Europe, America and Ecuador – 1924
Interest for the islands was in part triggered by William’s Beebe, an American naturalist that expeditioned the islands and published his chronicles, further supporting the theory of evolution by Charles Darwin in his booked titled, Galapagos: World’s End. Small waves of Europeans settlers arrived in the islands, the most notorious group were the Norwegians that settled in Floreana, but were quickly disappointed and returned to their homeland, others dispersed to settlements in San Cristobal & Santa Cruz. A few years later other settlers arrive to the islands, all seeking for a simpler life. Originating from Europe, America & Ecuador, among them the four Angermeyer brothers from Germany. These early settlers were provided with free land, the right to fish and hunt freely on all uninhabited islands in compliance with the governing laws of Ecuador at the time.
Floreana – 1930’s
Floreana witnessed events in the island that remained unexplained to this day. Among the first settlements are Dr. Friedrich Ritter and Dore Strauch from Germany, followed by the Wittmer family from Germany as well, and Austrian Baroness Wagner de Bosquet accompanied by her 3 lovers, (Robert Philippson, Rudolf Lorenz, and Felipe Valdiviseo). After the arrival of the self-proclaimed Baroness, tension grew with her presence among the other residents and disputes broke.
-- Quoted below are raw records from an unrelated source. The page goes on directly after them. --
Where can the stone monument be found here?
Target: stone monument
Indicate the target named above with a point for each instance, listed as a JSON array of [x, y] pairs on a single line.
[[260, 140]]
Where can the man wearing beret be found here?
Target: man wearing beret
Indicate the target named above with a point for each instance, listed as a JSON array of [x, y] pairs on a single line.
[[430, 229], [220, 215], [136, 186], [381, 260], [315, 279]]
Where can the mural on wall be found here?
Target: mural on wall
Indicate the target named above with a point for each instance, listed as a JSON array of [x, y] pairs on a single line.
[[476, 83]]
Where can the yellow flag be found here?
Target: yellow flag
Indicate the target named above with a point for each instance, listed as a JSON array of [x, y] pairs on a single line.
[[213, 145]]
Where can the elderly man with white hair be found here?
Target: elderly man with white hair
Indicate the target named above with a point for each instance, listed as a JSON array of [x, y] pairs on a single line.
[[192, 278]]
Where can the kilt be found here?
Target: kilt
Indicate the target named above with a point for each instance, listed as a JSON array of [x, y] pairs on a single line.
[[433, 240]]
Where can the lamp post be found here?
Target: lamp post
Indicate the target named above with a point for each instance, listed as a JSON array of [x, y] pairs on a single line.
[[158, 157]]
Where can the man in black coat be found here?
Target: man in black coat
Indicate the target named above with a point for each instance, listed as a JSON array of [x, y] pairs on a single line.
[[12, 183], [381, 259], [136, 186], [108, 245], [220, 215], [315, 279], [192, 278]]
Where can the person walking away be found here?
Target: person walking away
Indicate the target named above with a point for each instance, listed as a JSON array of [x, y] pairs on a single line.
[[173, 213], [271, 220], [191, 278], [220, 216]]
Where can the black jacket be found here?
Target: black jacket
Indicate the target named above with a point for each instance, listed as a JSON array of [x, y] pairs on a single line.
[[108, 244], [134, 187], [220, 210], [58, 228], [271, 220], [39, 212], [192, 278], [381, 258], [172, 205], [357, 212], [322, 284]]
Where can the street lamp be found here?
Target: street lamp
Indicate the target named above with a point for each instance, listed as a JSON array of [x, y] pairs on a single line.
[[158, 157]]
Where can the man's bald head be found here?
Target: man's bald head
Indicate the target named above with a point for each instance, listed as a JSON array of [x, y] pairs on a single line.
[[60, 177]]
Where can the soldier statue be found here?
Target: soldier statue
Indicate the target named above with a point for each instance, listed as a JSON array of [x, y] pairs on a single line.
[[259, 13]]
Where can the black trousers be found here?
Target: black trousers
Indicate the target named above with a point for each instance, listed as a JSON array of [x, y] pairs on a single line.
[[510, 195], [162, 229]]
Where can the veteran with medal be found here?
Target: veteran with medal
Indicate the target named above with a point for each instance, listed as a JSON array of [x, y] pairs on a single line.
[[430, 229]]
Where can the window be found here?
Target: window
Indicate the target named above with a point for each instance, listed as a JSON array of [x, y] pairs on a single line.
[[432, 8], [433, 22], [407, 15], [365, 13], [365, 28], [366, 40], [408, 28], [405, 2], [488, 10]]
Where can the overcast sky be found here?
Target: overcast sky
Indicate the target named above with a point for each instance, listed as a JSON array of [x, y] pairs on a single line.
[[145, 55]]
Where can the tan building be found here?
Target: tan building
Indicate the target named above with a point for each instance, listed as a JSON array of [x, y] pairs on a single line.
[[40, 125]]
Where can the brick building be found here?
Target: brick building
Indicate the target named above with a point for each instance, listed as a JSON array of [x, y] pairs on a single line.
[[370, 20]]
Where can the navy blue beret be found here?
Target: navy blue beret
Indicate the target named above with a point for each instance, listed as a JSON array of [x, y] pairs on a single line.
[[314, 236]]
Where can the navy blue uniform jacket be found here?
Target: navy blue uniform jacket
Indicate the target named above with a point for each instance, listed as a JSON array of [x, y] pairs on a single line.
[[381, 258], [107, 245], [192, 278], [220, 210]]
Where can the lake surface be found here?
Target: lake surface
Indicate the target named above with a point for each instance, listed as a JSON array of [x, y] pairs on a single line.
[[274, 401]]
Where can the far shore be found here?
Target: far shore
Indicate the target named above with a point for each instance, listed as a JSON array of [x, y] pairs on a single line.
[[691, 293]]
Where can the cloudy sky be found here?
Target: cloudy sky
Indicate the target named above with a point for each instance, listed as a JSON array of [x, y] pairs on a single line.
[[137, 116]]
The Governor of the Galapagos islands arrived to settle the reports of theft among other claims. A series of deaths took place that have been subject to much speculation ever since. The Baroness along with Philipson disappeared to never be found, shortly after Lorenz turned up dead in Marchena, later that year Ritter died of food poisoning, and many other unexplained deaths and disappearances followed, leaving Margaret Wittmer as the only survivor of the early colonist of Floreana
U.S Navy – 1942
During World War II, the U.S Navy was granted permission by the Ecuadorian government to set a Navel Base in Baltra, and a radar station on the north end of Isabela. The islands location provided a way to moniter any approach to the Panama Canal and to patrol the Pacific for enemy submarines. After the war ended, the airbase was given to the Ecuadorian government and eventually transformed into a commercial airport.